Ruling of Capital Gains Tax case Tullow oil against Uganda Revenue Authority before Tax Appeals Tribunal

An updated statement of expenses incurred by the applicants would have been reflected in the said accounts so as to enable the Tribunal properly calculate the gain. The Tribunal expected the applicants to submit an independent auditors’ special report on the expenses incurred in the absence of audited accounts. Article 5 of the PSAs for EA1, EA2 and EA3 makes provision for an advisory committee. Under Article 5.3.5, the Committee is supposed to ensure that the accounting of costs and expenses and maintenance of operating costs are made in accordance with the Agreement, accounting principles and procedures generally accepted in the international petroleum industry. The records of the said committee on expenses were not availed to tribunal. No reason was given as to this omission.
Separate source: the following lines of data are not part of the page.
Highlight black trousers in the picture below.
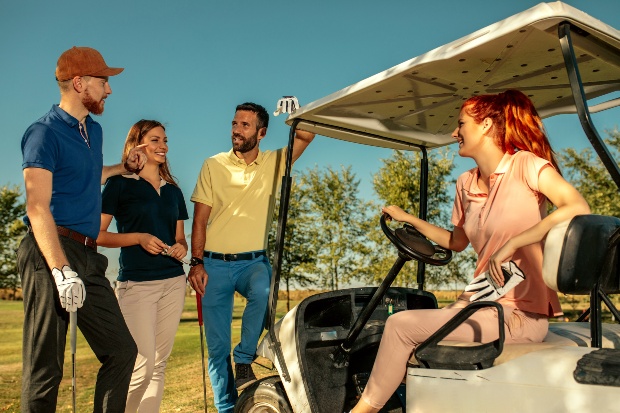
[17,234,138,413]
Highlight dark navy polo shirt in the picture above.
[22,105,103,238]
[102,175,188,281]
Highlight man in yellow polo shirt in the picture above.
[188,103,314,413]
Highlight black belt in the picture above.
[28,225,97,251]
[204,251,266,261]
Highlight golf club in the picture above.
[196,293,207,413]
[69,311,77,413]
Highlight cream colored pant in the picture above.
[362,306,549,409]
[116,275,185,413]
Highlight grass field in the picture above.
[0,291,618,413]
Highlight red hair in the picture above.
[462,89,560,172]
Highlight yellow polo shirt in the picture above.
[191,148,286,254]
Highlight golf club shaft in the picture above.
[69,311,77,413]
[196,293,207,413]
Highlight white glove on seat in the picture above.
[465,261,525,302]
[273,96,299,116]
[52,265,86,313]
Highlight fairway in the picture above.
[0,291,604,413]
[0,296,297,413]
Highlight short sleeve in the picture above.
[101,176,125,216]
[22,123,59,172]
[177,188,189,221]
[514,151,552,192]
[190,158,217,206]
[451,175,465,227]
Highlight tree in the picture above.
[368,148,466,287]
[0,185,26,299]
[302,166,370,290]
[269,181,316,311]
[558,128,620,216]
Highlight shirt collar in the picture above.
[465,152,514,197]
[228,149,265,166]
[52,104,93,128]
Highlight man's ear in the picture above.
[71,76,86,93]
[257,126,267,142]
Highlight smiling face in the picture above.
[452,107,490,158]
[139,126,168,165]
[82,76,112,115]
[231,110,267,153]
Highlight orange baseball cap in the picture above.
[56,46,124,81]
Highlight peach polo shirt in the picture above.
[191,148,286,254]
[452,151,562,317]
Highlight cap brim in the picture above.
[90,67,125,76]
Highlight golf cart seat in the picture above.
[410,215,620,370]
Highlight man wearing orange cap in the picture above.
[17,47,146,413]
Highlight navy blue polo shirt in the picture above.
[102,175,188,281]
[22,105,103,238]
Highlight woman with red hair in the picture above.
[352,90,590,413]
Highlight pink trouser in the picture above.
[362,300,549,409]
[116,275,185,413]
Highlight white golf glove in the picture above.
[52,265,86,313]
[465,261,525,302]
[273,96,299,116]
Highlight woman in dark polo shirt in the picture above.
[97,119,188,412]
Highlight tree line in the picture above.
[0,129,620,297]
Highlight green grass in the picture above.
[0,296,297,413]
[0,291,620,413]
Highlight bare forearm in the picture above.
[28,209,69,269]
[409,216,468,251]
[101,163,127,185]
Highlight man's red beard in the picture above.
[82,89,104,115]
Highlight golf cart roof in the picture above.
[286,1,620,149]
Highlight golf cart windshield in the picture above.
[268,2,620,378]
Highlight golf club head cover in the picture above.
[465,261,525,302]
[273,96,299,116]
[52,265,86,313]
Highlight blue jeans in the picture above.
[202,251,271,413]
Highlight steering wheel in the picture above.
[381,214,452,266]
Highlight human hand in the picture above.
[381,205,410,222]
[138,233,168,255]
[123,143,148,174]
[161,242,188,264]
[187,265,209,296]
[52,265,86,313]
[489,240,516,287]
[465,261,525,302]
[273,96,299,116]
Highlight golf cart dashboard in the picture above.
[298,287,437,343]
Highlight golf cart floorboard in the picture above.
[573,348,620,387]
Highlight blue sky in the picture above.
[0,0,620,268]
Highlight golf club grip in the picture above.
[69,311,77,354]
[196,293,202,327]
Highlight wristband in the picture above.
[189,257,204,267]
[123,161,142,174]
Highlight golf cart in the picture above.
[235,2,620,413]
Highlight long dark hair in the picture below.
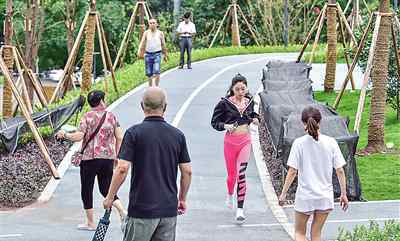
[226,73,251,98]
[301,106,322,141]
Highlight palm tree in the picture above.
[3,0,14,118]
[324,0,337,92]
[81,0,96,92]
[365,0,391,152]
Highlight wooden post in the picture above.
[237,5,260,46]
[49,11,89,104]
[98,12,119,96]
[13,48,33,114]
[96,14,108,93]
[231,1,240,47]
[309,5,327,64]
[13,47,48,107]
[354,14,382,133]
[336,3,357,45]
[337,9,356,90]
[81,9,96,94]
[363,0,371,15]
[208,5,232,48]
[2,0,14,118]
[296,5,327,63]
[392,19,400,120]
[113,2,139,70]
[324,0,338,92]
[333,14,374,109]
[139,1,146,41]
[0,51,60,179]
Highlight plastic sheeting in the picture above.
[260,61,362,200]
[0,96,85,153]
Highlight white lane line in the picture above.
[0,234,24,239]
[172,57,271,127]
[217,218,400,229]
[283,200,400,209]
[251,86,294,240]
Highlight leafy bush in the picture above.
[338,220,400,241]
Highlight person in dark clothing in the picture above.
[103,87,192,241]
[57,90,126,231]
[211,74,259,223]
[176,12,196,69]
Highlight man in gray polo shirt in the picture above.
[103,87,192,241]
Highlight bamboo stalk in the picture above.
[309,5,327,64]
[337,11,356,90]
[0,50,60,179]
[96,15,108,93]
[98,12,119,96]
[49,11,89,104]
[354,15,382,133]
[333,14,374,109]
[237,5,260,46]
[231,4,241,47]
[13,47,48,107]
[363,0,371,14]
[336,3,357,45]
[208,5,232,48]
[13,48,33,114]
[296,5,327,63]
[113,2,139,70]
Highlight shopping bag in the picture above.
[92,209,111,241]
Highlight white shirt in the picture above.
[176,21,196,37]
[287,134,346,212]
[146,29,162,53]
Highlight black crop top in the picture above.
[211,97,260,131]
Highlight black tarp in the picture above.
[260,61,361,200]
[0,96,85,153]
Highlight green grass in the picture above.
[302,44,351,64]
[338,220,400,241]
[315,91,400,200]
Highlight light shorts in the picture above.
[144,51,162,77]
[296,209,333,216]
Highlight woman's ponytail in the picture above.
[301,107,322,141]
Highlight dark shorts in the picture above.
[123,217,176,241]
[144,52,162,77]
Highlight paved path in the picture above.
[0,54,400,241]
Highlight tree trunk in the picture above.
[324,0,337,92]
[64,0,76,55]
[81,7,96,93]
[24,0,44,102]
[365,0,391,152]
[3,0,14,118]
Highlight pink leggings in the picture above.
[224,133,251,208]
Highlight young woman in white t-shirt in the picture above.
[279,107,349,241]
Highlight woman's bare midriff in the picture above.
[231,125,249,135]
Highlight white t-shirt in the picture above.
[176,21,196,37]
[287,134,346,212]
[146,29,162,53]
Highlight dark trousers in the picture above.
[80,159,118,209]
[179,37,192,66]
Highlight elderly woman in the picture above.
[57,90,126,231]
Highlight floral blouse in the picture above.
[79,107,119,160]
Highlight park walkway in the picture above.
[0,54,400,241]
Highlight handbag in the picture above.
[71,112,107,167]
[92,209,111,241]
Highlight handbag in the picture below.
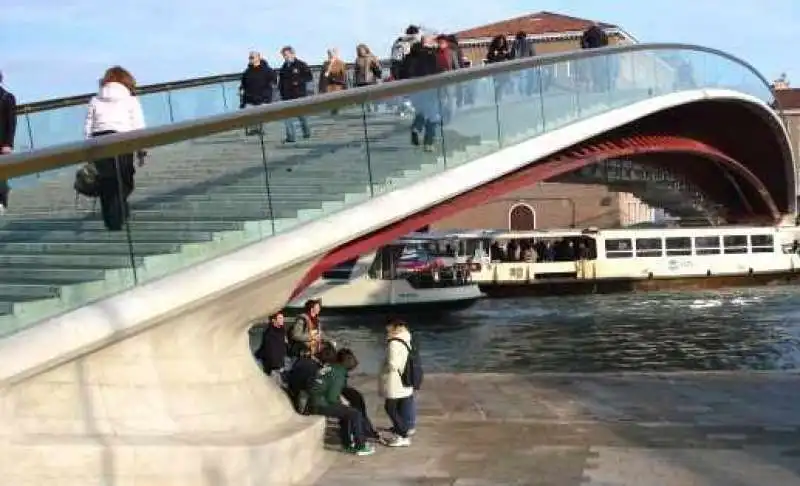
[73,162,100,197]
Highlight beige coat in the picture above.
[378,331,414,398]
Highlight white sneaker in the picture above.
[383,435,411,447]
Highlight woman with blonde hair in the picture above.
[319,48,347,115]
[379,319,414,447]
[84,66,146,231]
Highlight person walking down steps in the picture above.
[84,66,146,231]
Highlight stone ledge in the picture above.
[0,416,330,486]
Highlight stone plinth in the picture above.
[0,256,324,486]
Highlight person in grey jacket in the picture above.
[286,299,322,358]
[510,31,541,96]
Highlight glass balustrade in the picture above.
[0,45,771,334]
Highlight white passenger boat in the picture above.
[434,226,800,297]
[287,234,483,314]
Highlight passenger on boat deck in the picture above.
[256,311,286,377]
[309,347,375,456]
[284,343,336,415]
[286,299,322,358]
[337,348,380,439]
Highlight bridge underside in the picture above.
[298,100,797,289]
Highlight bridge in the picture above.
[0,44,797,485]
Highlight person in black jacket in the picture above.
[486,35,513,101]
[239,51,278,135]
[511,31,541,96]
[0,72,17,214]
[256,312,286,376]
[278,46,314,143]
[578,22,616,92]
[403,36,444,152]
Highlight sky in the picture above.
[0,0,800,103]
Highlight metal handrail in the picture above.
[0,43,783,180]
[12,61,388,115]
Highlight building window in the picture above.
[750,235,775,253]
[665,236,692,256]
[508,203,536,231]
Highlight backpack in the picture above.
[73,162,100,198]
[391,37,411,62]
[389,338,425,390]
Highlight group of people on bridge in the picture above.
[0,20,608,231]
[255,300,422,456]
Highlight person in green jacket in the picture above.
[309,348,375,456]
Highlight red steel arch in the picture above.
[292,135,780,298]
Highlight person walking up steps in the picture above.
[0,72,17,215]
[278,46,314,143]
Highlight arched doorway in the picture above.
[508,203,536,231]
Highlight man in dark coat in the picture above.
[256,312,286,376]
[0,72,17,214]
[278,46,314,143]
[239,51,278,135]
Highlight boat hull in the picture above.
[479,271,800,298]
[287,297,482,316]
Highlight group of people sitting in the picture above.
[255,300,422,456]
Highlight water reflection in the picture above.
[325,287,800,372]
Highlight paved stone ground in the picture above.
[316,372,800,486]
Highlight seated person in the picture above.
[309,348,375,456]
[256,311,286,376]
[337,348,380,439]
[284,344,336,415]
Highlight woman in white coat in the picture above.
[380,320,414,447]
[84,66,145,231]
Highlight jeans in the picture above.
[0,179,11,208]
[403,394,417,430]
[314,403,365,447]
[383,397,413,437]
[411,91,442,145]
[284,116,311,142]
[342,386,378,438]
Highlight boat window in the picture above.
[722,235,747,255]
[605,238,633,258]
[322,257,358,280]
[665,236,692,256]
[750,235,775,253]
[636,238,662,258]
[694,236,720,255]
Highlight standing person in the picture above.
[256,311,286,378]
[319,48,347,115]
[0,71,17,215]
[309,347,375,456]
[286,299,322,358]
[389,25,422,80]
[578,22,615,92]
[353,44,383,112]
[402,36,443,152]
[379,319,414,447]
[278,46,314,143]
[239,51,278,135]
[486,35,512,101]
[84,66,146,231]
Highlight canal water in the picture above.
[316,287,800,373]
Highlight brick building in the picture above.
[432,12,654,229]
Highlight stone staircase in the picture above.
[0,86,656,335]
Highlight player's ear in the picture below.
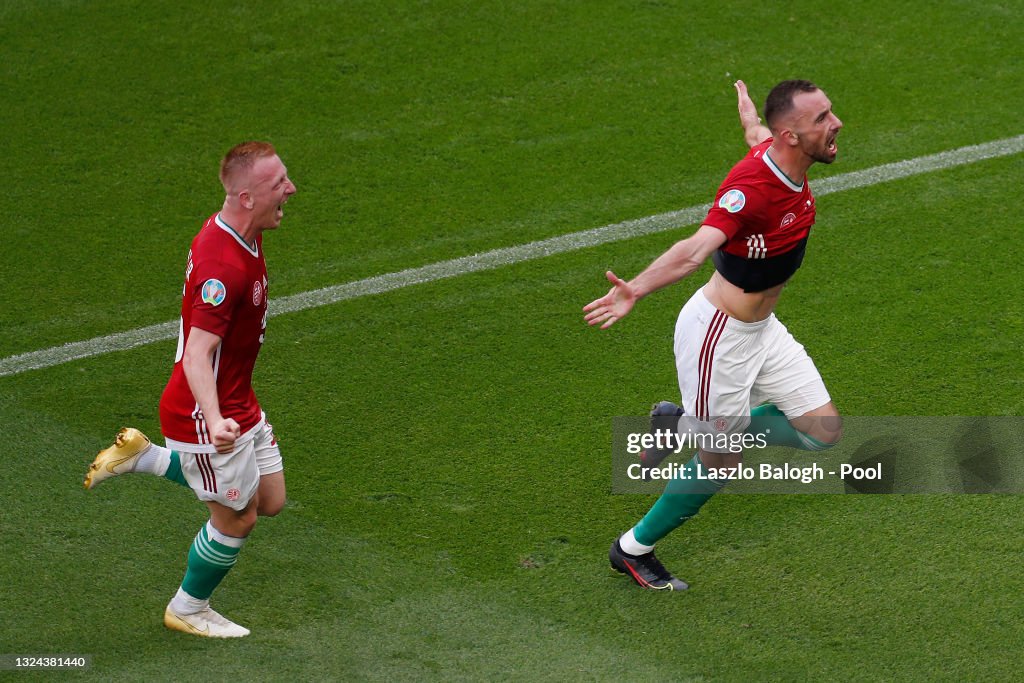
[239,189,255,209]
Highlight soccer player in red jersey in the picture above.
[584,81,843,590]
[85,142,295,638]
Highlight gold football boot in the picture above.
[84,427,150,488]
[164,605,249,638]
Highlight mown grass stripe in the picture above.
[0,135,1024,377]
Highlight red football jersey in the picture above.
[705,138,814,292]
[160,213,267,453]
[705,138,814,254]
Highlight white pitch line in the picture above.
[0,135,1024,377]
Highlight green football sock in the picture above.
[181,522,245,600]
[164,451,191,488]
[746,403,835,451]
[633,454,726,546]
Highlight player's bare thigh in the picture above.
[204,497,257,539]
[790,401,843,443]
[256,470,286,517]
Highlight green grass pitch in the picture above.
[0,0,1024,681]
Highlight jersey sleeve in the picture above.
[186,262,247,339]
[703,181,764,240]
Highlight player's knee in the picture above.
[814,414,843,449]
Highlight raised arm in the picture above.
[583,225,725,330]
[734,81,771,147]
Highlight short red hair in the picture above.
[220,140,278,193]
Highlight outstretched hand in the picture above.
[733,81,761,130]
[583,270,637,330]
[733,81,771,147]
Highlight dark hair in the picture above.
[765,81,818,132]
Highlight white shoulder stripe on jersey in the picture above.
[215,213,259,256]
[765,150,804,192]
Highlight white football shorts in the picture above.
[674,290,831,453]
[177,415,285,510]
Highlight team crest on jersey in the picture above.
[203,278,227,306]
[718,189,746,213]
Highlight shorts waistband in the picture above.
[691,287,775,334]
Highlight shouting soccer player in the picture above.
[85,142,295,638]
[584,81,843,591]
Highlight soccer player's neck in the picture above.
[767,142,814,185]
[220,203,259,245]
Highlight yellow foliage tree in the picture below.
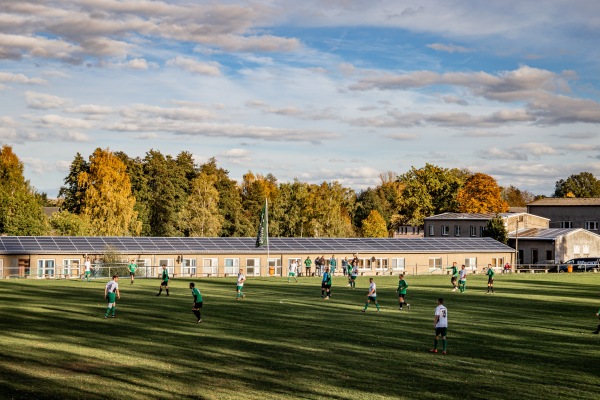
[78,148,142,236]
[456,172,508,213]
[362,210,388,237]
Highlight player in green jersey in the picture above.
[104,275,121,319]
[396,274,410,311]
[487,264,496,294]
[361,278,379,312]
[446,262,458,292]
[127,260,137,285]
[157,265,169,296]
[190,282,202,324]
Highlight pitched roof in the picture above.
[527,197,600,207]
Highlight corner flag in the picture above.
[256,199,269,247]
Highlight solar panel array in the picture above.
[0,236,512,254]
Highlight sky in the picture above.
[0,0,600,197]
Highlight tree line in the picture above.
[0,145,600,237]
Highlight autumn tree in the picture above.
[58,153,90,214]
[483,215,508,244]
[362,210,388,237]
[0,145,48,236]
[554,172,600,197]
[456,172,508,213]
[79,148,141,236]
[502,185,535,207]
[179,172,223,237]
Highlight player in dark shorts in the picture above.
[190,282,202,324]
[157,265,169,296]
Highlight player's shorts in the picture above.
[435,327,448,336]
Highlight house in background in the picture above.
[527,197,600,233]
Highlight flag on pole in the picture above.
[256,199,269,247]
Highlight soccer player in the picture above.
[304,256,312,276]
[321,267,331,300]
[190,282,202,324]
[157,265,169,296]
[127,260,137,285]
[350,260,358,289]
[487,264,495,294]
[446,262,458,292]
[396,274,410,311]
[81,257,92,282]
[361,278,379,312]
[235,268,246,300]
[431,298,448,354]
[592,310,600,335]
[104,275,121,319]
[458,264,467,293]
[329,255,337,276]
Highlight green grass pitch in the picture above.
[0,273,600,399]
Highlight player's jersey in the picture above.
[192,288,202,303]
[369,282,377,297]
[106,281,119,293]
[238,274,246,286]
[398,279,408,294]
[435,305,448,328]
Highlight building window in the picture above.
[585,221,598,231]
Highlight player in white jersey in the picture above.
[235,268,246,300]
[361,278,379,312]
[431,298,448,354]
[104,275,121,319]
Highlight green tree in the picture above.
[456,172,508,213]
[483,215,508,244]
[58,153,90,214]
[0,145,48,236]
[362,210,388,237]
[180,172,223,237]
[554,172,600,197]
[79,148,141,236]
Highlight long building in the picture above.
[0,236,515,278]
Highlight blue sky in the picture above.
[0,0,600,197]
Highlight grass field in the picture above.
[0,274,600,399]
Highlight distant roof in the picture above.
[527,197,600,206]
[0,236,512,255]
[508,228,600,240]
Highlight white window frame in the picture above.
[391,258,406,272]
[37,258,56,279]
[62,258,81,278]
[469,225,477,237]
[224,258,240,275]
[585,221,598,231]
[246,257,260,276]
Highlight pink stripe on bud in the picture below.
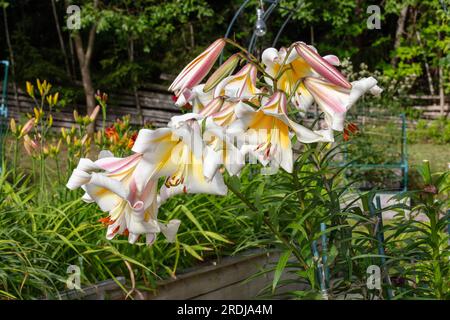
[295,42,352,89]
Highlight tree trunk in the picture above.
[416,31,434,96]
[51,0,72,79]
[74,25,96,134]
[391,6,409,67]
[3,7,20,112]
[128,39,144,126]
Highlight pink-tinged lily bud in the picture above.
[9,118,17,133]
[23,135,39,156]
[203,53,241,92]
[20,118,35,137]
[295,42,352,89]
[89,105,100,121]
[169,39,226,96]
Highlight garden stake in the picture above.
[320,222,330,289]
[370,196,393,300]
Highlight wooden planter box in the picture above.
[61,251,304,300]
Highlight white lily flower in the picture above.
[214,63,261,100]
[229,91,333,172]
[133,113,227,203]
[262,45,344,112]
[169,39,226,96]
[305,77,382,131]
[175,84,213,113]
[67,152,180,245]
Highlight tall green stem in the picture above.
[225,181,309,270]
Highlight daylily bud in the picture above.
[26,81,34,98]
[20,118,35,137]
[33,107,41,122]
[295,42,352,89]
[89,105,100,121]
[203,53,241,92]
[169,39,226,96]
[23,135,39,156]
[9,118,17,133]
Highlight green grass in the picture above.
[408,143,450,171]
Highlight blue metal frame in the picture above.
[339,113,409,191]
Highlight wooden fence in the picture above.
[1,85,450,128]
[2,88,180,128]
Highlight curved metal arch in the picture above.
[219,0,304,63]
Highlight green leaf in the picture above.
[205,231,233,244]
[272,250,292,293]
[181,243,203,261]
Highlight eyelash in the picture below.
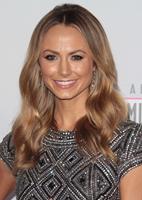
[45,54,57,61]
[72,55,83,61]
[45,54,83,61]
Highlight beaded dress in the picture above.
[0,121,142,200]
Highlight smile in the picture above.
[55,80,76,88]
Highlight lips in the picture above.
[55,80,76,88]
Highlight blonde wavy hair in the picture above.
[12,4,127,169]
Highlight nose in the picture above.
[59,58,71,77]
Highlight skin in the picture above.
[39,25,142,200]
[0,25,142,200]
[0,160,16,200]
[39,24,95,130]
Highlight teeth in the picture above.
[55,80,75,85]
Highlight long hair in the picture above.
[13,4,127,169]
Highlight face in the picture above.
[39,24,94,100]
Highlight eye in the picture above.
[45,54,57,61]
[71,55,83,61]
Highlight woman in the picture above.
[0,4,142,200]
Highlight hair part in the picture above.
[13,4,127,169]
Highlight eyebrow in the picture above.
[43,49,86,55]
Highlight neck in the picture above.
[54,97,86,130]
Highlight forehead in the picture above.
[41,24,90,51]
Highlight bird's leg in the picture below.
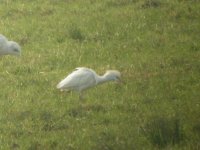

The Tribunal has powers to summon any witness and the applicants ought to have taken advantage of this.   S. 18 of the TAT Act places the burden of proof on the applicants to prove that a taxation decision is excessive or should have been made differently. The applicants have not discharged the burden in respect of the exact expenses incurred by them. The Tribunal cannot rely on hypothetical figures to ascertain the expenses incurred by the applicants.   The respondent presented to the Tribunal different figures from the applicants as regards the expenses incurred. It is not denied nor is it in dispute that the applicants incurred expenses. If the Tribunal were to ignore the figures that were presented by the respondent, a miscarriage of justice would be occasioned to the applicants.

The expenses or that portion that has been admitted by the respondent would not be added in the computation of the gain. The Tribunal will allow the figures presented by the respondent as expenses incurred by the applicants as admissions under Sections 16, 17 and 28 of the Evidence Act. The Tribunal will also take into consideration the figures presented by the applicants in exhibit A21, the financial statements ending 31st December 2012 of TUL. Those figures presented by the applicants that are the same as the respondent’s shall be considered in computing the gain.   Also in respect of the expenses incurred by the applicants, the Tribunal notes that the respondent’s computation do not indicate whether the expenses computed were in proportion to the interests sold. The applicants sold 66.67% of their interests and therefore the expenses used in the computation should have been 66.67% of what was incurred. As prudent revenue collectors, the Tribunal will take it that, the respondent used this weighted costs approach in computation of the gain. That is the expenses incurred by the applicants corresponded to the interests sold in each block.   (c)  Gain by the applicants and the tax payable   Having found that the applicants are liable to pay tax on the gain they obtained from the transfer of their interests in Blocks 1, 2 and 3A, the Tribunal now has to go into the mathematics of the tax due. The tribunal takes into consideration that the applicants sold pre-existing interests and interests acquired from Heritage. The Tribunal will also take into consideration that the income received was not in dispute. What was in dispute was the accounting method used and expenses incurred by the applicants.

The Tribunal has already discarded the LIFO method of accounting proposed by the applicants. This was because the said interests were intangible assets. One cannot treat intangible assets as if there are tangible assets. The respondent proposed the FIFO method of accounting which the Tribunal found inappropriate. In situations where a party cannot state with precision which interests were sold, the rules of equity and fairness have to be considered. The rules of equity demand that interests acquired at different times but sold at the same time should be divided proportionately. The Tribunal shall use the averaging method or equitable apportionment in computing the gain obtained by the applicants. This was applied in the case of John K. McNulty et al. v Commissioner of Internal Revenue (supra) which also involved immoveable property.